Il Papa è arrivato, procede verso gli ospiti alzatisi in piedi, stringe mani, saluta i bambini e poi prende posto. Il cardinale scalabriniano Fabio Baggio, direttore generale del Centro di Alta formazione Laudato si’ e sottosegretario del Dicastero per il Servizio dello sviluppo umano integrale, gli porge il benvenuto: «Questa, Santo Padre, è casa sua e noi siamo la sua famiglia».

E infatti, come tutti i pranzi domenicali che si rispettino, anche questo inizia con un breve discorso del “capofamiglia”. «Essere qui riuniti — dice Leone XIV — significa vivere insieme a Dio, nella comunione e nella fraternità. Grazie e buon appetito!».

Alle ore 15.30 gli ospiti escono dal cancello delle Ville Pontificie che si affaccia su piazza Pia. Tra loro c’è anche Teriaca, visibilmente felice. «È stata una giornata bellissima — racconta commosso —, ho avuto la possibilità di pranzare allo stesso tavolo con il Papa. Abbiamo avuto un buon dialogo. Ha voluto sapere della mia vita, gli ho detto che vivo per strada. Ha chiesto se qui ad Albano c’è un dormitorio: gli ho detto di no, ma che la diocesi si sta attivando per costruirlo. Mi sono sentito ascoltato, sono sicuro che farà molto per noi poveri. È una persona squisita. Sembrava di stare a casa, come quando ero piccolo».

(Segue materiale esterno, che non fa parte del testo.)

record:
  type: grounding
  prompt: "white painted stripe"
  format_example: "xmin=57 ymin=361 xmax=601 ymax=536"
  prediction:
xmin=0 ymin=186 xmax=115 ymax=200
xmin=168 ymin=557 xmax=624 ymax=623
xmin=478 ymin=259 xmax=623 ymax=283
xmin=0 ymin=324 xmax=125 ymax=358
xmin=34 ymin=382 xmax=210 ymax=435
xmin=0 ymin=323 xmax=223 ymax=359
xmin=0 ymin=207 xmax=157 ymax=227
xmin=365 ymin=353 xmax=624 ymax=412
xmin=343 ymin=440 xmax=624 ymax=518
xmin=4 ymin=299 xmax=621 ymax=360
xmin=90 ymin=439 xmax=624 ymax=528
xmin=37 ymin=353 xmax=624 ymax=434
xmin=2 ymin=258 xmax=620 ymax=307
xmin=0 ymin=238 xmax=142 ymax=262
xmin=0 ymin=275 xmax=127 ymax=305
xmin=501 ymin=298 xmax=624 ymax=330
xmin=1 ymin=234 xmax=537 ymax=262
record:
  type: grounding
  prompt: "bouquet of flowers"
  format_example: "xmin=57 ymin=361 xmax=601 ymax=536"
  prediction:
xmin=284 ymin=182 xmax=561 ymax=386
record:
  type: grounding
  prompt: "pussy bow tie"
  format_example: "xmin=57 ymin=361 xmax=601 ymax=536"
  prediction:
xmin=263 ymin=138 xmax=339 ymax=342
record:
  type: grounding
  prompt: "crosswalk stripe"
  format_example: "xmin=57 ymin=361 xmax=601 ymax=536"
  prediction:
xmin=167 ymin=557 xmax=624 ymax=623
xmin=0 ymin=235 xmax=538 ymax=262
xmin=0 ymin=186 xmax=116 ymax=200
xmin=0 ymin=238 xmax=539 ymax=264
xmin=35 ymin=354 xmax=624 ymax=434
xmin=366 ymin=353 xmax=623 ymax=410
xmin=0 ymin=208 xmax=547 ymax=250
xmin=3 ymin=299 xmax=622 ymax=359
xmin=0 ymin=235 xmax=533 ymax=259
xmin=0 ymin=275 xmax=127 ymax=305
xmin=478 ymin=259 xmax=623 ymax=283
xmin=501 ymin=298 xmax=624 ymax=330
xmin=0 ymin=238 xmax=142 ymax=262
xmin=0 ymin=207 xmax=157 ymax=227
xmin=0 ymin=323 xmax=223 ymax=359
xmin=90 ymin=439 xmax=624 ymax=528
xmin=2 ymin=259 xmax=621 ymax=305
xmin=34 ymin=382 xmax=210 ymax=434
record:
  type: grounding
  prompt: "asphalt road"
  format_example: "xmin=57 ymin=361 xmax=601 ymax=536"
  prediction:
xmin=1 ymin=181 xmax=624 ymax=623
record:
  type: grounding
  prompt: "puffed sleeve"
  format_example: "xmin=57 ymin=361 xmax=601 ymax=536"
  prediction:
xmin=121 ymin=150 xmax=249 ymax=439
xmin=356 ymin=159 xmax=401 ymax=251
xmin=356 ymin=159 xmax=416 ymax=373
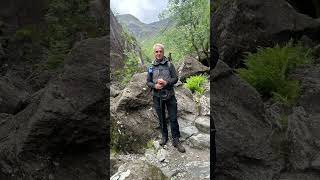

«Abbiamo vissuto una giornata storica — dice monsignor Viva —, ma quello che è accaduto oggi, cioè essersi ritrovati attorno alla mensa eucaristica, a messa, e poi attorno a un tavolo, a pranzo con i poveri, è quello che accade tutti i giorni nei nostri Centri di ascolto, nella nostra Caritas diocesana. Tuttavia, ciò che accade tutti i giorni non ha tanta visibilità, anche perché viviamo in una società che non vuole vedere i poveri e gli emarginati». «Il Papa — prosegue — ha dato visibilità a una realtà centrale della Chiesa di Albano, ovvero il servizio agli ultimi. E per i poveri incontrare il Papa è stata una restituzione di giustizia: il successore di Pietro ha dato attenzione proprio a loro».